In order to solve his, glass manufactures figured out that if they inserted a layer of clear plastic into the glass that the glass would no longer shatter. The force would be dissipated over a larger area by the plastic film, and the glass would simply crack like a spider web. In your greenhouse glass, this layer of plastic will be sandwiched between the panes. (And we highly recommend at least double paned glass for greenhouses due to the increased heat retention capabilities.)

Tempered glass is another innovation in manufacturing that has made glass safer not only for greenhouse use, but for other every day applications like shower doors or microwave ovens. Tempering, as the name applies, uses heat during the manufacturing process in order to increase the glass’ strength.  Tempered glass is up to 4 times stronger than glass that has not been through the process.

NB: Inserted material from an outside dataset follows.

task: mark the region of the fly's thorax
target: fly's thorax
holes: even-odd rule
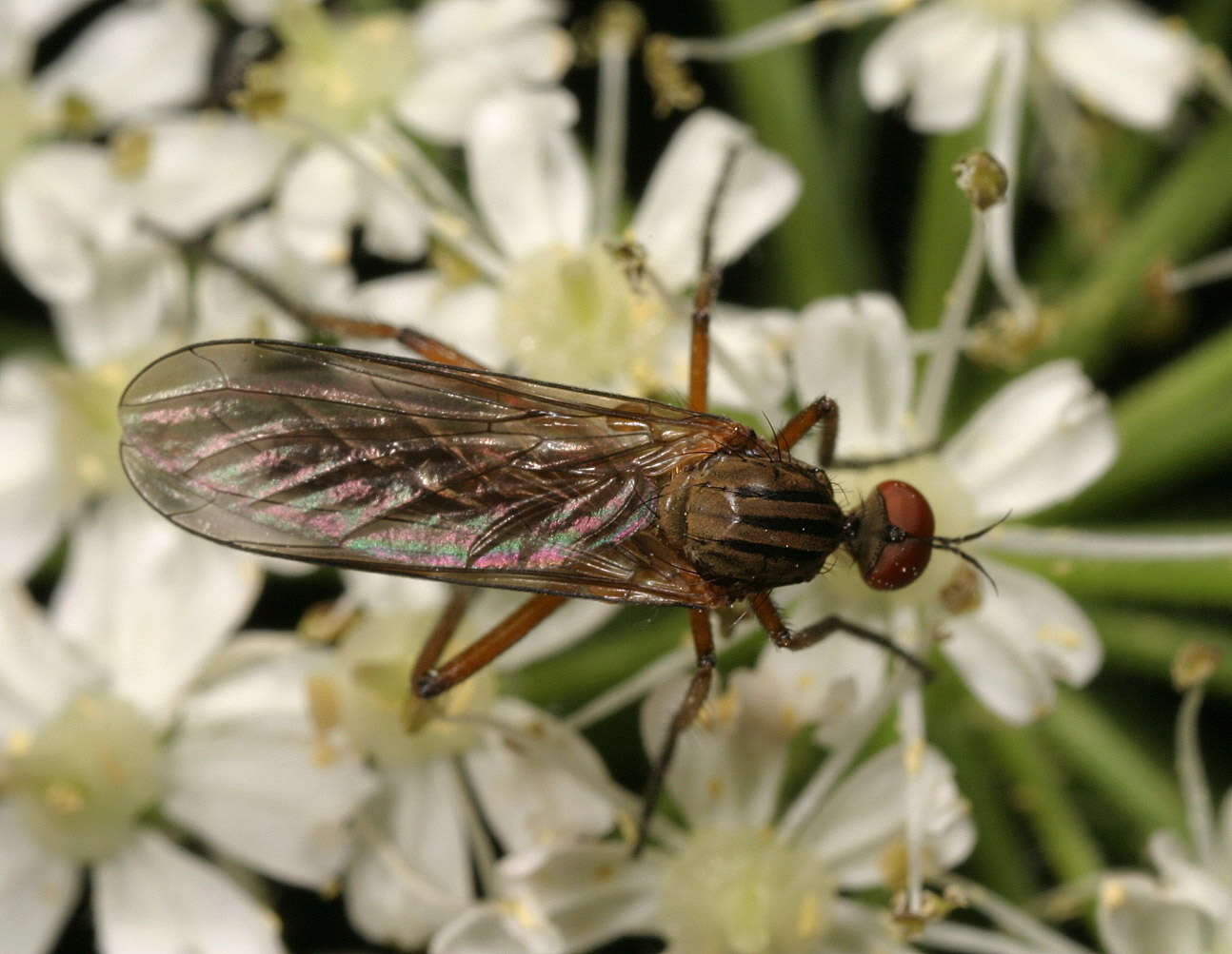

The first step in “tempering” the glass is to cut it to it’s desired shape. Cutting the glass after it has been through the tempering process may lead to imperfections and a final product that is not as strong as it could or should be. Edges are normally sanded with fine sanding paper to ensure there are no rough edges – from there it is off to the ovens! The glass pieces are fed into an industrial furnace, which heats the glass to temperatures above 600 degrees Celsius  (that’s 1,112 degrees Fahrenheit!).  The glass then goes through what is called “quenching”, or rapid, high pressure cooling.

During quenching, high pressure nozzles blast the surface of the hot glass quickly (in a matter of seconds) with cooler air. This causes the outside of the glass to cool much quicker than the center part of the glass. This rapid cooling, and the difference in temperatures, causes the center to attempt to “pull back” from the outer surface of the glass. This means that center part of the glass in under tension while the outer surface of the glass is under compression. It is this shifting in the force profile that gives “tempered” glass it’s noteworthy strength.

Any greenhouse kit you order should come with some form of safety glass; but be sure to confirm this with your vendor. Additionally, if you are reusing glass from another application (we saw online where someone built their greenhouse from old windows) just know the limitations of the materials you are using.

Glass greenhouse glazing is a beautiful material for use on your greenhouse project, just be sure to stay as safe as possible during the process!